The Garnet and Gold Guys are a game day tradition that may look a little odd but have planted its roots in the hearts of all Seminole fans alike. A tradition that began when two Florida State students and members of the Baptist Collegiate Ministry (BCM), Josh White and Kevin Fulmer, found a new way to express their love for football and boost the crowd’s energy back at the home opener game against Duke in 1998. Their creativity sparked a tradition that has been passed down through members of the BCM ever since and provides a perfect picture moment to have as a game day keepsake.
Her Campus (HC): What is the process of becoming the Garnet and Gold guys?
Garnet: When the guys who are doing it graduate they pick two other guys from the BCM for the position. We were asked to do it this year from the guys last year since they both were graduating. You can turn the offer down, but obviously, we were not going to do that. It has been going on since 1998 and has become a football game tradition and was something that I wanted to be a part of when I got asked.
HC: How do you get ready for the games?
Gold: The process obviously involves paint and glitter, but other than that, we aren’t allowed to say—blood oath.
HC: How does it feel being covered in glitter and paint?
Gold: Imagine being covered in sand, then wearing a mask with sand on your face and then trying to breathe. It feels like there is sand everywhere. There are no places that the glitter won’t reach.
Garnet: It is also very exfoliating. My skin is very smooth afterward, but also really dry. Everything is ashy.
HC: How is the removal process? What is the best way to get rid of everything?
Gold: Long, sad showers. But after the game, phase one of clean up actually happens at the BCM.
Garnet: We hose off outside using Dawn soap, which works wonders.
Gold: The rest of the cleaning up is done at home, and a comb is usually necessary to get the glitter out of the hair. Then the process usually goes into the next several days, just trying to get the paint off. We definitely have paint lines from where our compression shorts are.
HC: So, the next day, are you different colors for a little while?
Gold: Maybe a shade.
Garnet: Yeah, so he favors jaundice, and I favor a bad sunburn.
HC: What made you want to become these FSU icons?
Garnet: We were both a little hesitant at first, but the fact that we are both graduating this year meant it was the last chance for us to do it. It is a cool tradition to be a part of, and I’m glad that we’re doing it now.
HC: Is there any training that you have to go through?
Gold: We had a sit-down session with the previous guys, and they filled us in on what to do, what not to do and what to wear. For instance, as the Gold Guy, I have to wear clear nail polish because that helps prevent the yellow from staining my nails.
Garnet: We also did a walk through at the stadium. They showed us where to park the bike, where to enter and stand during the game. They tell us what we have to do during the game, and then we change it a bit to fit our personalities.
HC: What were your first memories of the Garnet and Gold Guys?

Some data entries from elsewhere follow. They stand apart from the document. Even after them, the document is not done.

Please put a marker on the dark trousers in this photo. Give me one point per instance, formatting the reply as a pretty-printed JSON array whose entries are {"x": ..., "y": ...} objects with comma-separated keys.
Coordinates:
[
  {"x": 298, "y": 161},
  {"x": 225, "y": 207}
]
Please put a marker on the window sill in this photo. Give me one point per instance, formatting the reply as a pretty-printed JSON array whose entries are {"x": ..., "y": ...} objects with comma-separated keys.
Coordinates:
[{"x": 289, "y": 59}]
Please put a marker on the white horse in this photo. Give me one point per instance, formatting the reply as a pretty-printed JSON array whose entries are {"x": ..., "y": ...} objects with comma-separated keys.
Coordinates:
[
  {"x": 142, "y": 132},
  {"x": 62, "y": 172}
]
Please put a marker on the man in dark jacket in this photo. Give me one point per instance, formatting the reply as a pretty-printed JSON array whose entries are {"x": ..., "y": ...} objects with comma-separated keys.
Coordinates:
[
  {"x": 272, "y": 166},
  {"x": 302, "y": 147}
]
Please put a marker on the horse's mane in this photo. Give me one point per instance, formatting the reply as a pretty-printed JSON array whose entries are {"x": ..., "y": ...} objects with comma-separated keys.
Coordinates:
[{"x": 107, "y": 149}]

Garnet: My grandpa has been a season ticket holder since 1973, and I’ve been going to games since I was four years old. Since I was little, we would always go and say “hey” to the guys. We used to joke around saying that I would become one of them. I would say that I would never do it, and now here I am.
HC: How are you still keeping the spirits up during these socially distant times?
Gold: Just by being happy, I don’t know how better to say that. The goal is to exude school spirit, and we try to do that no matter what—no matter the masks, social distance or limited student section. The goal is to make people smile.
Garnet: A smile is all we want, that’s why we’re there.